Vieillissement démographique : les inquiétudes de l’OCDE sur la croissance

La population active diminue, les dépenses sociales augmentent, la productivité stagne. Dans un rapport publié vendredi, l’OCDE alerte sur les conséquences du vieillissement démographique, qui menace à long terme l’emploi, la croissance économique et la soutenabilité budgétaire dans ses pays membres.
Le temps presse pour les économies avancées. Dans un rapport publié vendredi 18 juillet, l’Organisation de coopération et de développement économiques (OCDE) sonne l’alarme : le vieillissement démographique aura des conséquences «significatives» sur l’emploi, la croissance et les équilibres budgétaires des pays membres. À l’horizon 2060, un quart d’entre eux pourrait voir leur population active reculer de plus de 30%, avec à la clé une pression accrue sur les finances publiques et une perte de dynamisme économique.
Cette perspective s’impose malgré une conjoncture à première vue résiliente. Le marché du travail dans la zone OCDE affiche des performances historiquement solides : le taux d’activité atteint des niveaux record dans de nombreux pays et le taux de chômage reste faible, à 4,9% en mai 2025. Le rapport note néanmoins un «essoufflement» de cette dynamique, sur fond de tensions géopolitiques, de ralentissement des échanges internationaux et d’incertitudes commerciales.
Un choc structurel inévitable
Au cœur du diagnostic, une évolution structurelle : la combinaison d’un taux de natalité en berne et de l’allongement de l’espérance de vie. Résultat : le taux de dépendance des personnes âgées — qui rapporte le nombre de personnes de 65 ans et plus à celui des actifs — est passé de 19% en 1980 à 31% en 2023, et pourrait grimper jusqu’à 52% d’ici 2060. Une transformation démographique qui n’épargne aucun continent et impose une refonte des modèles économiques.
Selon les projections de l’OCDE, l’emploi continuera de croître à court terme (+1,1% en 2025, +0,7% en 2026), mais cette dynamique ralentira mécaniquement à mesure que la population active se contracte. Sans action publique déterminée, la croissance du PIB par habitant dans la zone OCDE pourrait ainsi chuter de près de 40% par rapport aux moyennes enregistrées avant la pandémie (de 1% par an sur la période 2006-2019 à 0,6% entre 2024 et 2060).
Activer tous les leviers disponibles
Pour enrayer cette trajectoire, l’organisation appelle à une mobilisation de grande ampleur. Elle recommande de s’attaquer à trois fronts simultanément : l’allongement des carrières professionnelles, l’activation des publics sous-représentés (notamment les femmes et les jeunes), et la relance de la productivité via l’innovation et la montée en compétences.
Premier levier : le maintien en emploi des seniors. Le rapport estime qu’en réduisant la proportion de travailleurs âgés quittant prématurément le marché du travail — pour la ramener au niveau des pays les plus performants de l’OCDE — il serait possible d’atténuer de manière significative l’impact du vieillissement sur la croissance économique. Cela suppose de lever les freins structurels (santé, conditions de travail, formations) et culturels à l’emploi après 60 ans.
Deuxième levier : l’intégration du «potentiel inexploité» des femmes. Malgré des progrès dans de nombreux pays, leur taux de chômage demeure supérieur de 0,5 point à celui des hommes. L’OCDE plaide pour des politiques volontaristes : accès à la garde d’enfants, égalité salariale, flexibilisation du temps de travail.
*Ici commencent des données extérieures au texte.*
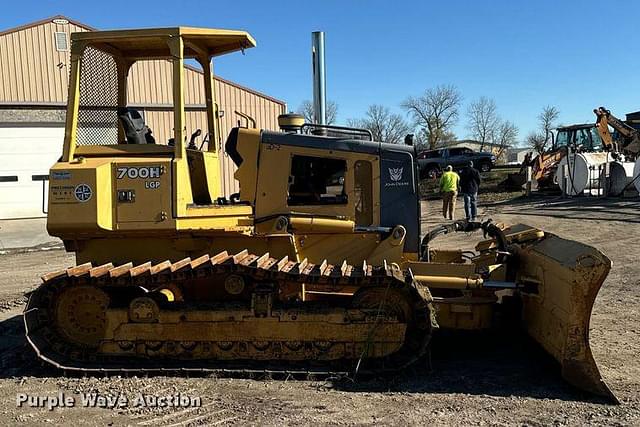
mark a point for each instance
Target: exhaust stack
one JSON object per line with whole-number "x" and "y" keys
{"x": 319, "y": 78}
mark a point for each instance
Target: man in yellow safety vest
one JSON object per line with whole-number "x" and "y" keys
{"x": 449, "y": 189}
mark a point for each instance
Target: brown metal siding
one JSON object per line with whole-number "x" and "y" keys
{"x": 32, "y": 71}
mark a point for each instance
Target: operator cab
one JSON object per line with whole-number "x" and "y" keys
{"x": 108, "y": 114}
{"x": 374, "y": 184}
{"x": 582, "y": 138}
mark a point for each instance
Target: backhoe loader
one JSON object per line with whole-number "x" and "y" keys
{"x": 317, "y": 265}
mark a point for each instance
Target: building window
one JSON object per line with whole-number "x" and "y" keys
{"x": 317, "y": 181}
{"x": 62, "y": 41}
{"x": 363, "y": 192}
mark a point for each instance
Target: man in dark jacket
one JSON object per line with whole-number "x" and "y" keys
{"x": 469, "y": 184}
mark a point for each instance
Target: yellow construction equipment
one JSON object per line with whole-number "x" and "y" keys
{"x": 316, "y": 265}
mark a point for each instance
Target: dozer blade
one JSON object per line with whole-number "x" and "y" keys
{"x": 562, "y": 279}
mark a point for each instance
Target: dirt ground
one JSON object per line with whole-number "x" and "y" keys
{"x": 484, "y": 379}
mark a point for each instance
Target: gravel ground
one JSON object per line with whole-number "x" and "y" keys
{"x": 475, "y": 379}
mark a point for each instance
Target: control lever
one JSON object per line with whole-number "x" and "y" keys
{"x": 192, "y": 142}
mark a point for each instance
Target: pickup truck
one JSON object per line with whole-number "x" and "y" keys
{"x": 433, "y": 162}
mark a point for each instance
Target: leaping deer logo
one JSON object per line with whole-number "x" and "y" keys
{"x": 395, "y": 174}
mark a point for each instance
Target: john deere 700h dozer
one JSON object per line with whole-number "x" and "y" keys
{"x": 317, "y": 265}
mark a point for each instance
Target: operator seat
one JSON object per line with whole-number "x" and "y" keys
{"x": 136, "y": 131}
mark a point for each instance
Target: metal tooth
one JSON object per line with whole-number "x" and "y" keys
{"x": 121, "y": 270}
{"x": 240, "y": 256}
{"x": 183, "y": 263}
{"x": 219, "y": 258}
{"x": 159, "y": 268}
{"x": 281, "y": 263}
{"x": 199, "y": 261}
{"x": 141, "y": 269}
{"x": 54, "y": 275}
{"x": 79, "y": 270}
{"x": 262, "y": 260}
{"x": 100, "y": 270}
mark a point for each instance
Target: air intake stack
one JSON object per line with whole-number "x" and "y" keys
{"x": 319, "y": 78}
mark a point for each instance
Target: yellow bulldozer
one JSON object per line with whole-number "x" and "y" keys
{"x": 317, "y": 265}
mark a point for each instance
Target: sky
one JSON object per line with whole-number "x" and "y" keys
{"x": 575, "y": 55}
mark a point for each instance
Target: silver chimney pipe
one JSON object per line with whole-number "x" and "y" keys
{"x": 319, "y": 78}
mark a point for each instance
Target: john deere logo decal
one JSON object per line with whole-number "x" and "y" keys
{"x": 395, "y": 176}
{"x": 82, "y": 192}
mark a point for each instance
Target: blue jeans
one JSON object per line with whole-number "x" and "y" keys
{"x": 470, "y": 205}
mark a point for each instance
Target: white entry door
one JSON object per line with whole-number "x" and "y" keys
{"x": 26, "y": 154}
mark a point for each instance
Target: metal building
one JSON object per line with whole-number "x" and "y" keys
{"x": 34, "y": 70}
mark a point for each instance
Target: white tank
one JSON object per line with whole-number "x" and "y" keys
{"x": 636, "y": 172}
{"x": 583, "y": 171}
{"x": 620, "y": 175}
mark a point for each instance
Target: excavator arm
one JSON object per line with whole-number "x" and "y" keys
{"x": 631, "y": 136}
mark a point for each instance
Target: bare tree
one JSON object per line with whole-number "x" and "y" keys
{"x": 483, "y": 120}
{"x": 547, "y": 119}
{"x": 505, "y": 136}
{"x": 384, "y": 125}
{"x": 436, "y": 111}
{"x": 306, "y": 109}
{"x": 537, "y": 141}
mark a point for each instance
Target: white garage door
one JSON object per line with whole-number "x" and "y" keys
{"x": 26, "y": 154}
Enfin, troisième levier, la productivité, moteur essentiel de la prospérité future. À cet égard, les technologies numériques, en particulier l’intelligence artificielle, représentent une opportunité majeure. Mais leur adoption devra s’accompagner d’une politique ambitieuse de formation tout au long de la vie, pour éviter que les mutations technologiques n’excluent les travailleurs les moins qualifiés ou les moins jeunes.
L’enjeu de la soutenabilité budgétaire
Au-delà de la croissance, les déséquilibres démographiques posent un défi budgétaire de taille : retraites, santé, dépendance… La hausse des dépenses sociales pourrait accentuer la pression sur les finances publiques, à moins d’un ajustement profond des systèmes de protection sociale. Le rapport ne tranche pas entre relèvement de l’âge de départ à la retraite, hausses d’impôts ou nouvelles modalités de financement, mais il insiste sur la nécessité d’un débat ouvert et structurant.
L’équation du vieillissement, conclut l’OCDE, ne se résoudra pas par des ajustements techniques. Elle exige une transformation profonde des modèles économiques et sociaux, à rebours des tendances actuelles de repli ou d’inaction. Un enjeu vital pour garantir une prospérité partagée et durable dans les décennies à venir.